3月末に政府は、台湾に近い与那国・石垣・宮古などの島々に住む5市町村の住民ら12万人を、有事の際に避難させる初期計画を公表した。今回は珍しく全国紙も大きく報じ、テレビでも全国ニュースになった。でもそれは「台湾有事」が迫っているのか、武力攻撃が予測されるのか、緊迫した事態なのかと焦る国民の興味関心を刺激しただけで、本気でこの地域に住む11万人とそこに居合わせた観光客1万人が、九州・山口に逃げて助かるのかについて心配してくれたり、本気で6日間で移動できるのか、計画自体がナンセンスだと激昂したりしてくれたりした人は少数だったと思う。そもそも、島を棄てて避難する必要などあるのかを論ずるべきだが、そんな議論にさえ繋がっていない印象がある。

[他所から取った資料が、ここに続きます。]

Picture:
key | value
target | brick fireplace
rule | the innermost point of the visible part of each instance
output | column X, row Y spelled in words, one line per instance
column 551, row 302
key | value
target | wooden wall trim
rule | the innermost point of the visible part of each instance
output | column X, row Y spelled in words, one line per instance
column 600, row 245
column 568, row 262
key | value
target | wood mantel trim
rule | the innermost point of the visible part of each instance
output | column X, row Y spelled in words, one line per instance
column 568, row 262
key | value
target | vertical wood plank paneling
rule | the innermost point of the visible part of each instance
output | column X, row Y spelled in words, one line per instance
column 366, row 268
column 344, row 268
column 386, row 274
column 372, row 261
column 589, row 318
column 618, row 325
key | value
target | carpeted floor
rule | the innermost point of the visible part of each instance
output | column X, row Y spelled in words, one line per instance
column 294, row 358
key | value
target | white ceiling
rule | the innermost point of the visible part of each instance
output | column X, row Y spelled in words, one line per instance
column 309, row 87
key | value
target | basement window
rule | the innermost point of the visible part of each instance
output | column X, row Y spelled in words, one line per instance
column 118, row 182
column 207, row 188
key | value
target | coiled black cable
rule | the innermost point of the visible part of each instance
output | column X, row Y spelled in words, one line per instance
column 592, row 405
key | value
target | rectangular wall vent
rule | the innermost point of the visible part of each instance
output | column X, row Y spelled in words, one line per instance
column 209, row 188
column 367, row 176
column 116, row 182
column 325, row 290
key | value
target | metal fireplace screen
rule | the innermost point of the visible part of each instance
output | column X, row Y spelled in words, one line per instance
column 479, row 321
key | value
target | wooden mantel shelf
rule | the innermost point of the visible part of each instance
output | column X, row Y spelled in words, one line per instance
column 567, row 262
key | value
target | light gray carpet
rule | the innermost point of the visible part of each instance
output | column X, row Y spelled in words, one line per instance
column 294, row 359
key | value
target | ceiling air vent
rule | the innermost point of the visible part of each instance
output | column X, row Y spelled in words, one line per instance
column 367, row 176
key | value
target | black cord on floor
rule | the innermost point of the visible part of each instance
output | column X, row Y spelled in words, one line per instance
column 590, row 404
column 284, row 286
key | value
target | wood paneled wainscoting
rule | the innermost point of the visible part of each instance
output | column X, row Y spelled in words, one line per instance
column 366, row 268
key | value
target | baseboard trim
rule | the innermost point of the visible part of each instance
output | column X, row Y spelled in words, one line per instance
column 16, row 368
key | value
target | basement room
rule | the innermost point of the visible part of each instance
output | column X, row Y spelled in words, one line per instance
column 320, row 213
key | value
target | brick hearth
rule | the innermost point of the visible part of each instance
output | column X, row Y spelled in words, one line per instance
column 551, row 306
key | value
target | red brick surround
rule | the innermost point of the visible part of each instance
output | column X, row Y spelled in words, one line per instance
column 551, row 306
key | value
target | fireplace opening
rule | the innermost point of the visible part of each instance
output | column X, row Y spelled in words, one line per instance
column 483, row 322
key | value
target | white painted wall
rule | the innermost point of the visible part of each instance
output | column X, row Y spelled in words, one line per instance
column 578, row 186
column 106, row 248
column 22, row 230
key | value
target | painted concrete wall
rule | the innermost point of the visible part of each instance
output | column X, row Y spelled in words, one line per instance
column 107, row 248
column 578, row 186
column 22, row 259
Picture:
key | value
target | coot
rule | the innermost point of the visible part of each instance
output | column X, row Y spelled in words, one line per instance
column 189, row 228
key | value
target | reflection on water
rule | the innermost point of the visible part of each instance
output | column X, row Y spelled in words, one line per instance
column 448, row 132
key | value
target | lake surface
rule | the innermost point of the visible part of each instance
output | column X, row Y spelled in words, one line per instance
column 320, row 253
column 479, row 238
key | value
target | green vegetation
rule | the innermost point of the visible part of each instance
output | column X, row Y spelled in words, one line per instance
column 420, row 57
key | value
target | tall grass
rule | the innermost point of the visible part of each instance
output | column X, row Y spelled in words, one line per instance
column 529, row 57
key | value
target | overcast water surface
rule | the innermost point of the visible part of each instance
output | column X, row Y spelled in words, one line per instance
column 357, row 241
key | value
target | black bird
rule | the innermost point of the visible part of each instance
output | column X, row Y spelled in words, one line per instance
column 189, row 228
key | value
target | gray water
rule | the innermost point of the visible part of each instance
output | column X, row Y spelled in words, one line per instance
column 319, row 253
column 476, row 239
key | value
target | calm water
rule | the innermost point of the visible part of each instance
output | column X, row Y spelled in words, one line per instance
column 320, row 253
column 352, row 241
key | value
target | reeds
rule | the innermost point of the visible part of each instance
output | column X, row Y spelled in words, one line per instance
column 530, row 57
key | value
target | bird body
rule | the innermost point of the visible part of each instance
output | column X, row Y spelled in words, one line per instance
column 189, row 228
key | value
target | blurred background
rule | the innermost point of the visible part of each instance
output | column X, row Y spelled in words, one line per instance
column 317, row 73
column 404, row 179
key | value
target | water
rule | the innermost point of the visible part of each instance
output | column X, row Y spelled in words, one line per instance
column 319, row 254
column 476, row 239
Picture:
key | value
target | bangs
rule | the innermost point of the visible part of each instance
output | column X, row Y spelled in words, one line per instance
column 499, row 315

与那国島1700人の避難計画が突如町のホームページに掲載された2023年春から私はずっと、なぜ与那国島に人が住めない状況が作られるのか、こんな理不尽な話はないと世の中に訴えてきた。が、世の中の反応は鈍かった。この1700人の移動は試金石であり、うまくいけば先島と言われる宮古島から西の島々12万人の移動も可能ならしめるだろうという防衛省の目論見を、非常に危険な考え方だと警鐘を鳴らしてきた。けれども、沖縄本島の住民でさえ、自分たちは移動対象ではないという点においてどこか他人事だった。
沖縄県の新聞二紙では、なぜ戦争のために島を棄てて避難しなければならないのか、その不条理を報じる回数は増えてはいる。しかし新聞を読まない世代が主流になる中で、沖縄県民の中の危機感も正しく育っているとは言えない。そんな中で、ネットニュースになったというタイミングを捉えて改めて、今回の防衛局要請の映像をお届けするのは、忸怩たる思いがある。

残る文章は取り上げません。